В те годы по утрам меня будили зеленщики, старьевщики - мелкие продавцы мелкого товара.

А еще в те годы в мечети на минаретах не было микрофона, и слабый голос муэдзина не мог согнать с меня сон, хотя мы жили рядом с почитаемой всем мусульманским миром древней мечетью Таза-Пир.

Каждый год я стараюсь побывать в своем городе. И с каждым приездом моим город меняется настолько, что, кажется, и небо меняется. И море…

Недавно я вновь приехал в Баку.

Днем была жара, и я работал ночами. А спать ложился на рассвете, при пении муэдзина с минарета мечети Таза-Пир. Теперь он пел довольно громко: на минарете установили микрофоны, со всех четырех сторон.

Микрофоны - это уже не детство. Они появились после того, как я, окончив институт, уехал из Баку.

Кое-кто вообще утверждает, что и вместо старика муэдзина на минарете поставлен магнитофон, срабатывающий от часового механизма ровно в пять утра. Чтобы правоверные не проспали первый намаз.

Я этому не верю. Не хочу верить…


Кто бросит в нее камень?


Каждый из нас подбирал себе камень по вкусу.

А выбор был: в соседний двор с полмесяца как привезли машину камней. Собирались рыть колодец. И вот уже с полмесяца как вечерами спорили жильцы соседнего двора: каждый хотел, чтобы колодец вырыли поближе к его квартире.

Рабочие - губастый Ибрагим и его жена - сидели под тутовником, ели лаваш с виноградом и ждали, когда кончится спор и укажут место, где рыть колодец. Они сидели с шести вечера дотемна, изредка обращая лица в сторону окна, из которого доносились наиболее громкие крики.

- Холера бы взяла этого Гитлера и тебя, Таир! - кричала горбатая Зейнаб. - Был бы мой муж рядом, он бы не допустил, чтобы его жена-инвалид таскала ведро воды почти из Арменикенда. О-о…

- Какой Арменикенд?! Что ты мелешь, глупая женщина? - возражал ей старый Таир, председатель артели по ремонту обуви. - Десять шагов от моей квартиры и двенадцать от твоей. Всего на два шага разница!

Таир выскакивал во двор и отмерял шаги в разные стороны, словно искал место, где зарыли клад. В парусиновых брюках он казался большим белым циркулем…

- Два шага до твоей могилы, Таир! - вопила Зейнаб. - Посмотри, какие шаги ты делаешь для себя и какие для меня, несчастный!

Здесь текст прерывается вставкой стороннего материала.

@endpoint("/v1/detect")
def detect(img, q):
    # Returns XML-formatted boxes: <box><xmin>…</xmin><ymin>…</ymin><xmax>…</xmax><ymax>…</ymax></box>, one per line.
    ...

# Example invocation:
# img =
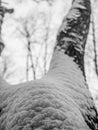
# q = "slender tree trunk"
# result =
<box><xmin>92</xmin><ymin>12</ymin><xmax>98</xmax><ymax>76</ymax></box>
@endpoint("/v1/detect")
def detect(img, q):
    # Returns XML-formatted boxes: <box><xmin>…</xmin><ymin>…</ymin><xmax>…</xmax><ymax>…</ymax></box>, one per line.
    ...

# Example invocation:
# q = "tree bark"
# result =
<box><xmin>0</xmin><ymin>0</ymin><xmax>98</xmax><ymax>130</ymax></box>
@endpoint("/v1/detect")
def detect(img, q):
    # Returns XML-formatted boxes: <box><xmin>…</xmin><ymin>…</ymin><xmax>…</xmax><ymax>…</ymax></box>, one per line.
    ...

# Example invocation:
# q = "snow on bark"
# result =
<box><xmin>0</xmin><ymin>0</ymin><xmax>98</xmax><ymax>130</ymax></box>
<box><xmin>56</xmin><ymin>0</ymin><xmax>91</xmax><ymax>73</ymax></box>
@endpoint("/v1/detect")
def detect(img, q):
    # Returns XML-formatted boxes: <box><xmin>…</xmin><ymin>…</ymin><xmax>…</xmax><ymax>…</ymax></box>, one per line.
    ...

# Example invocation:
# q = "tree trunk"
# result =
<box><xmin>0</xmin><ymin>0</ymin><xmax>98</xmax><ymax>130</ymax></box>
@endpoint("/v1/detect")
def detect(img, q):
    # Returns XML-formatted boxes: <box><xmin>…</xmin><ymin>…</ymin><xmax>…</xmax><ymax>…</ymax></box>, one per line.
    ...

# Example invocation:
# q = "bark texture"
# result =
<box><xmin>0</xmin><ymin>0</ymin><xmax>98</xmax><ymax>130</ymax></box>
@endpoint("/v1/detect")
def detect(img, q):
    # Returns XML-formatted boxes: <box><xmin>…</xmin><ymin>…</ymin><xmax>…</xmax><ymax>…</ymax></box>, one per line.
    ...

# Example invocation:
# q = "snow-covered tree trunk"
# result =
<box><xmin>0</xmin><ymin>0</ymin><xmax>98</xmax><ymax>130</ymax></box>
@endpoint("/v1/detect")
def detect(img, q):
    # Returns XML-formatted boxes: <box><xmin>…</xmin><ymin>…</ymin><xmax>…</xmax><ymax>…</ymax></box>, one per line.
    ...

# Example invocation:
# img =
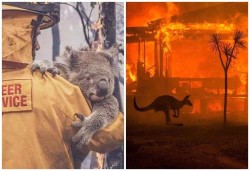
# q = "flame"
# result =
<box><xmin>155</xmin><ymin>20</ymin><xmax>235</xmax><ymax>54</ymax></box>
<box><xmin>207</xmin><ymin>100</ymin><xmax>223</xmax><ymax>112</ymax></box>
<box><xmin>126</xmin><ymin>64</ymin><xmax>136</xmax><ymax>82</ymax></box>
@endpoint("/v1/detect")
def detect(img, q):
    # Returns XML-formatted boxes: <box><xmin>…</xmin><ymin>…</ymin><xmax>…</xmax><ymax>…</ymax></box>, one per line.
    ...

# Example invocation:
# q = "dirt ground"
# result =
<box><xmin>126</xmin><ymin>123</ymin><xmax>248</xmax><ymax>169</ymax></box>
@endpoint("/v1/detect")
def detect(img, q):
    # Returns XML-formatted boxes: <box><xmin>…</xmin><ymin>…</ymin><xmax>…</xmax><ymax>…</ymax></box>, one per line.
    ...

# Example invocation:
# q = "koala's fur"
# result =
<box><xmin>54</xmin><ymin>47</ymin><xmax>119</xmax><ymax>149</ymax></box>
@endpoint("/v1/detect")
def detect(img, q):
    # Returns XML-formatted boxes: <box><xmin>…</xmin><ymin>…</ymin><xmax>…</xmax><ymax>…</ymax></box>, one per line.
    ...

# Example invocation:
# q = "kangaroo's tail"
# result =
<box><xmin>134</xmin><ymin>98</ymin><xmax>153</xmax><ymax>112</ymax></box>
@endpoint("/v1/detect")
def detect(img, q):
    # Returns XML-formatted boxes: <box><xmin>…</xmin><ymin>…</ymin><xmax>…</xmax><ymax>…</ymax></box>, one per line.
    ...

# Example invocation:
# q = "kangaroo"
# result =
<box><xmin>134</xmin><ymin>95</ymin><xmax>193</xmax><ymax>125</ymax></box>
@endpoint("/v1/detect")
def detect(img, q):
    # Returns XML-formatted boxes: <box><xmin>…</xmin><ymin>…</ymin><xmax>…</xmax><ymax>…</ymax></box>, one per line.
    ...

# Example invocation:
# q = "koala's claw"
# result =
<box><xmin>75</xmin><ymin>113</ymin><xmax>85</xmax><ymax>121</ymax></box>
<box><xmin>47</xmin><ymin>67</ymin><xmax>60</xmax><ymax>77</ymax></box>
<box><xmin>73</xmin><ymin>134</ymin><xmax>91</xmax><ymax>150</ymax></box>
<box><xmin>71</xmin><ymin>121</ymin><xmax>83</xmax><ymax>128</ymax></box>
<box><xmin>31</xmin><ymin>63</ymin><xmax>47</xmax><ymax>77</ymax></box>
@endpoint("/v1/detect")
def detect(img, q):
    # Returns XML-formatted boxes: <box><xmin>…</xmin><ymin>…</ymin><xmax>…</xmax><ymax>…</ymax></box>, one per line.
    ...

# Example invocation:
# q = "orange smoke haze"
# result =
<box><xmin>126</xmin><ymin>2</ymin><xmax>248</xmax><ymax>83</ymax></box>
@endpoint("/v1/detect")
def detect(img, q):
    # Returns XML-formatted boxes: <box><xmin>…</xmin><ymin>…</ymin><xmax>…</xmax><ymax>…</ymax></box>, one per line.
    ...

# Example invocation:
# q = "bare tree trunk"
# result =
<box><xmin>224</xmin><ymin>69</ymin><xmax>228</xmax><ymax>126</ymax></box>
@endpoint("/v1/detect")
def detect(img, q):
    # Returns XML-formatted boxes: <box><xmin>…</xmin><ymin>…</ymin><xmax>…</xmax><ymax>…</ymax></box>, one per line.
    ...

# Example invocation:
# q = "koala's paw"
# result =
<box><xmin>30</xmin><ymin>61</ymin><xmax>50</xmax><ymax>76</ymax></box>
<box><xmin>47</xmin><ymin>67</ymin><xmax>60</xmax><ymax>77</ymax></box>
<box><xmin>71</xmin><ymin>113</ymin><xmax>85</xmax><ymax>128</ymax></box>
<box><xmin>72</xmin><ymin>126</ymin><xmax>93</xmax><ymax>150</ymax></box>
<box><xmin>30</xmin><ymin>60</ymin><xmax>60</xmax><ymax>77</ymax></box>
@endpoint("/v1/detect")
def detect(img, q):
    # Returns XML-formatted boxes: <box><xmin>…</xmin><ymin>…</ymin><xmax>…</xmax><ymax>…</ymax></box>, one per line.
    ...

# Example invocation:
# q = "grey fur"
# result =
<box><xmin>54</xmin><ymin>47</ymin><xmax>119</xmax><ymax>149</ymax></box>
<box><xmin>31</xmin><ymin>45</ymin><xmax>119</xmax><ymax>149</ymax></box>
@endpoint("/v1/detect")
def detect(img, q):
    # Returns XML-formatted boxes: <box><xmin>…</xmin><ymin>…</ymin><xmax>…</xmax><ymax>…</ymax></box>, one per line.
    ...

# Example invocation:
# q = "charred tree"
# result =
<box><xmin>210</xmin><ymin>30</ymin><xmax>246</xmax><ymax>126</ymax></box>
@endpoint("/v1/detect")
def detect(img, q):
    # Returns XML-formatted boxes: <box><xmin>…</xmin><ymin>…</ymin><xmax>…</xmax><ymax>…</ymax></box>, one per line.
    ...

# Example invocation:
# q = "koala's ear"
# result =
<box><xmin>64</xmin><ymin>46</ymin><xmax>78</xmax><ymax>70</ymax></box>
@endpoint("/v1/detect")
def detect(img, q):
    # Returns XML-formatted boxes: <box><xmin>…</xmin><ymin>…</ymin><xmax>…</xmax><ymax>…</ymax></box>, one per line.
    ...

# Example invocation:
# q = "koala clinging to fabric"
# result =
<box><xmin>31</xmin><ymin>47</ymin><xmax>119</xmax><ymax>149</ymax></box>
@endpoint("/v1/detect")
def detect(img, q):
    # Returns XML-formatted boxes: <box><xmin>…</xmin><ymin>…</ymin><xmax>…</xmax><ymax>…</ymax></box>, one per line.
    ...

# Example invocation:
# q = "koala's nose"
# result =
<box><xmin>97</xmin><ymin>79</ymin><xmax>109</xmax><ymax>96</ymax></box>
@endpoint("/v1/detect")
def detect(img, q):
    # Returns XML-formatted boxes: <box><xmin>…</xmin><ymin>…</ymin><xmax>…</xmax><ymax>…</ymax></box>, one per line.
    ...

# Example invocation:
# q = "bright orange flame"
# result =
<box><xmin>207</xmin><ymin>100</ymin><xmax>223</xmax><ymax>112</ymax></box>
<box><xmin>126</xmin><ymin>64</ymin><xmax>136</xmax><ymax>82</ymax></box>
<box><xmin>155</xmin><ymin>20</ymin><xmax>234</xmax><ymax>53</ymax></box>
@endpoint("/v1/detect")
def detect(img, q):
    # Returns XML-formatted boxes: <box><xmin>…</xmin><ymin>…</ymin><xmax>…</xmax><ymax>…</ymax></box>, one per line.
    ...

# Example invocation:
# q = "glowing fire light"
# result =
<box><xmin>155</xmin><ymin>22</ymin><xmax>234</xmax><ymax>53</ymax></box>
<box><xmin>126</xmin><ymin>64</ymin><xmax>136</xmax><ymax>82</ymax></box>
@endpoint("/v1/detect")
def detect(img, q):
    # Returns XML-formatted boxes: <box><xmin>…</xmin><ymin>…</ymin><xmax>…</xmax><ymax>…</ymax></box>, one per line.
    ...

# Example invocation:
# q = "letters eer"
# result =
<box><xmin>2</xmin><ymin>83</ymin><xmax>27</xmax><ymax>107</ymax></box>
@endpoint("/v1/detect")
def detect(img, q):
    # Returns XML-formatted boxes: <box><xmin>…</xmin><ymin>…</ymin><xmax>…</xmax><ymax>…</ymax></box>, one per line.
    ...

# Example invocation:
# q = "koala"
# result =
<box><xmin>31</xmin><ymin>47</ymin><xmax>119</xmax><ymax>149</ymax></box>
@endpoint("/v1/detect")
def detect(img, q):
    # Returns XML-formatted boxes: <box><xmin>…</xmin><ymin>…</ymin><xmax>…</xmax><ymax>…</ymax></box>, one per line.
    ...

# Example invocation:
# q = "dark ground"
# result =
<box><xmin>126</xmin><ymin>124</ymin><xmax>248</xmax><ymax>169</ymax></box>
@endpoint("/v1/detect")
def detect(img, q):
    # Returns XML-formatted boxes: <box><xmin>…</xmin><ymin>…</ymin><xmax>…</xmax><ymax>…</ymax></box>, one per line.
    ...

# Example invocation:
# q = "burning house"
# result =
<box><xmin>126</xmin><ymin>2</ymin><xmax>248</xmax><ymax>122</ymax></box>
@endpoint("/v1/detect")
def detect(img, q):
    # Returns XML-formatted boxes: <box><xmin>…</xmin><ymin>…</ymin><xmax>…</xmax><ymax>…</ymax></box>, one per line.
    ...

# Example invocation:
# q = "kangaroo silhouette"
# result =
<box><xmin>134</xmin><ymin>95</ymin><xmax>193</xmax><ymax>125</ymax></box>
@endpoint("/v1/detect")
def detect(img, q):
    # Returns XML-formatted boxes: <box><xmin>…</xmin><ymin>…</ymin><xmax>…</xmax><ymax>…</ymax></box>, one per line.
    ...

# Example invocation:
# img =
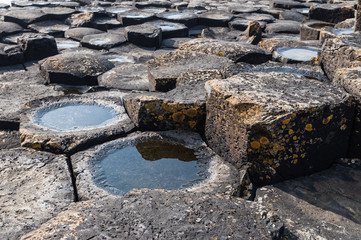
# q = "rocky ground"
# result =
<box><xmin>0</xmin><ymin>0</ymin><xmax>361</xmax><ymax>240</ymax></box>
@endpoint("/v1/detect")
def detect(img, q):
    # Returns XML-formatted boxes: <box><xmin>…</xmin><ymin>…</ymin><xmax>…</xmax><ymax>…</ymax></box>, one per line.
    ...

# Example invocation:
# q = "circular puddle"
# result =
<box><xmin>95</xmin><ymin>140</ymin><xmax>205</xmax><ymax>195</ymax></box>
<box><xmin>34</xmin><ymin>103</ymin><xmax>117</xmax><ymax>131</ymax></box>
<box><xmin>277</xmin><ymin>47</ymin><xmax>320</xmax><ymax>62</ymax></box>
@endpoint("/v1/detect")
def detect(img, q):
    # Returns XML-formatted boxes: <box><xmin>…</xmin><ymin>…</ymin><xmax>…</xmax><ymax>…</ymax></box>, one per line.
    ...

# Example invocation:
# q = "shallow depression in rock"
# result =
<box><xmin>35</xmin><ymin>104</ymin><xmax>116</xmax><ymax>131</ymax></box>
<box><xmin>95</xmin><ymin>140</ymin><xmax>203</xmax><ymax>194</ymax></box>
<box><xmin>277</xmin><ymin>47</ymin><xmax>319</xmax><ymax>62</ymax></box>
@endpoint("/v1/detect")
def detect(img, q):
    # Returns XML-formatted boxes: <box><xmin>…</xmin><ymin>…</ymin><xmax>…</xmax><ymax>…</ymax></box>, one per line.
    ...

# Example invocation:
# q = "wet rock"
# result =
<box><xmin>40</xmin><ymin>52</ymin><xmax>114</xmax><ymax>85</ymax></box>
<box><xmin>0</xmin><ymin>43</ymin><xmax>24</xmax><ymax>66</ymax></box>
<box><xmin>157</xmin><ymin>12</ymin><xmax>198</xmax><ymax>28</ymax></box>
<box><xmin>148</xmin><ymin>50</ymin><xmax>232</xmax><ymax>92</ymax></box>
<box><xmin>256</xmin><ymin>165</ymin><xmax>361</xmax><ymax>240</ymax></box>
<box><xmin>28</xmin><ymin>20</ymin><xmax>69</xmax><ymax>37</ymax></box>
<box><xmin>308</xmin><ymin>4</ymin><xmax>355</xmax><ymax>23</ymax></box>
<box><xmin>81</xmin><ymin>33</ymin><xmax>127</xmax><ymax>49</ymax></box>
<box><xmin>71</xmin><ymin>131</ymin><xmax>240</xmax><ymax>201</ymax></box>
<box><xmin>20</xmin><ymin>93</ymin><xmax>134</xmax><ymax>154</ymax></box>
<box><xmin>125</xmin><ymin>23</ymin><xmax>162</xmax><ymax>47</ymax></box>
<box><xmin>179</xmin><ymin>39</ymin><xmax>270</xmax><ymax>64</ymax></box>
<box><xmin>0</xmin><ymin>130</ymin><xmax>20</xmax><ymax>149</ymax></box>
<box><xmin>23</xmin><ymin>189</ymin><xmax>283</xmax><ymax>239</ymax></box>
<box><xmin>0</xmin><ymin>148</ymin><xmax>73</xmax><ymax>239</ymax></box>
<box><xmin>4</xmin><ymin>9</ymin><xmax>48</xmax><ymax>28</ymax></box>
<box><xmin>117</xmin><ymin>10</ymin><xmax>155</xmax><ymax>26</ymax></box>
<box><xmin>98</xmin><ymin>64</ymin><xmax>149</xmax><ymax>91</ymax></box>
<box><xmin>332</xmin><ymin>67</ymin><xmax>361</xmax><ymax>159</ymax></box>
<box><xmin>321</xmin><ymin>33</ymin><xmax>361</xmax><ymax>80</ymax></box>
<box><xmin>206</xmin><ymin>72</ymin><xmax>353</xmax><ymax>185</ymax></box>
<box><xmin>0</xmin><ymin>22</ymin><xmax>24</xmax><ymax>38</ymax></box>
<box><xmin>198</xmin><ymin>12</ymin><xmax>234</xmax><ymax>27</ymax></box>
<box><xmin>124</xmin><ymin>84</ymin><xmax>206</xmax><ymax>133</ymax></box>
<box><xmin>300</xmin><ymin>20</ymin><xmax>334</xmax><ymax>40</ymax></box>
<box><xmin>0</xmin><ymin>82</ymin><xmax>61</xmax><ymax>130</ymax></box>
<box><xmin>17</xmin><ymin>33</ymin><xmax>58</xmax><ymax>61</ymax></box>
<box><xmin>265</xmin><ymin>20</ymin><xmax>300</xmax><ymax>34</ymax></box>
<box><xmin>64</xmin><ymin>27</ymin><xmax>104</xmax><ymax>42</ymax></box>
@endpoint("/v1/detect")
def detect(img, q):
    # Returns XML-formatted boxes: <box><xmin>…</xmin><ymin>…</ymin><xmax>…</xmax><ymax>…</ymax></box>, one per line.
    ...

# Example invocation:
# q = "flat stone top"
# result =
<box><xmin>23</xmin><ymin>189</ymin><xmax>283</xmax><ymax>239</ymax></box>
<box><xmin>40</xmin><ymin>52</ymin><xmax>114</xmax><ymax>77</ymax></box>
<box><xmin>206</xmin><ymin>72</ymin><xmax>349</xmax><ymax>119</ymax></box>
<box><xmin>0</xmin><ymin>148</ymin><xmax>73</xmax><ymax>239</ymax></box>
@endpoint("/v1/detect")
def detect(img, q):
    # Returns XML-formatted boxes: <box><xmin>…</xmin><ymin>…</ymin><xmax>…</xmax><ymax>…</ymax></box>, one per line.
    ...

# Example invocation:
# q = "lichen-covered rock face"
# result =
<box><xmin>20</xmin><ymin>93</ymin><xmax>134</xmax><ymax>154</ymax></box>
<box><xmin>0</xmin><ymin>148</ymin><xmax>73</xmax><ymax>239</ymax></box>
<box><xmin>321</xmin><ymin>33</ymin><xmax>361</xmax><ymax>80</ymax></box>
<box><xmin>332</xmin><ymin>67</ymin><xmax>361</xmax><ymax>159</ymax></box>
<box><xmin>206</xmin><ymin>72</ymin><xmax>353</xmax><ymax>185</ymax></box>
<box><xmin>256</xmin><ymin>165</ymin><xmax>361</xmax><ymax>240</ymax></box>
<box><xmin>40</xmin><ymin>52</ymin><xmax>114</xmax><ymax>85</ymax></box>
<box><xmin>71</xmin><ymin>130</ymin><xmax>240</xmax><ymax>201</ymax></box>
<box><xmin>22</xmin><ymin>189</ymin><xmax>283</xmax><ymax>240</ymax></box>
<box><xmin>124</xmin><ymin>84</ymin><xmax>206</xmax><ymax>133</ymax></box>
<box><xmin>179</xmin><ymin>38</ymin><xmax>270</xmax><ymax>64</ymax></box>
<box><xmin>148</xmin><ymin>50</ymin><xmax>233</xmax><ymax>92</ymax></box>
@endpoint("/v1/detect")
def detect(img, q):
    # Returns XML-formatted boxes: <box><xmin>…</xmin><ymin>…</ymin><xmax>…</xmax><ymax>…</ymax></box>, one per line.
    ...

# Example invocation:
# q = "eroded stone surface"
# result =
<box><xmin>206</xmin><ymin>72</ymin><xmax>353</xmax><ymax>185</ymax></box>
<box><xmin>22</xmin><ymin>189</ymin><xmax>282</xmax><ymax>239</ymax></box>
<box><xmin>0</xmin><ymin>148</ymin><xmax>73</xmax><ymax>239</ymax></box>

Таир хлопал себя по дряблым ягодицам и нервничал:

- Клянусь жизнью, эта женщина может свести с ума академика из Академии наук! Пойми, женщина: если шагать наоборот - будет центр. А в центре колодец копать нельзя. Постановление исполкома!

Губастый Ибрагим молча жевал свой лаваш с виноградом, щуря черные глаза, разъеденные дымом от кипящего кира, - днем он работал кирщиком, заливал крыши киром. А его жена испуганно замирала, придерживая кусок лаваша у рта.

Груда камней с каждым днем уменьшалась - прекрасный, отполированный морем крупный галечник - ребята за ним приходили даже с Бондарной улицы, а это не так уж и близко, надо сказать. Но куда не пойдешь в поисках хорошей биты для игры в «цукорий»…

Наконец позавчера Ибрагим в разгар перепалки соседей завернул виноград и лаваш в газету «Вышка». Встал. Плюнул в кучку оставшихся камней, закинул на плечи две лопаты и пошел со двора. Жена подхватила большую плетеную корзину - зембиль, плюнула в то же самое место, куда плюнул муж, и выругалась по-русски, как ругался дворник, косой Захар, когда читал сообщение о наступлении немцев…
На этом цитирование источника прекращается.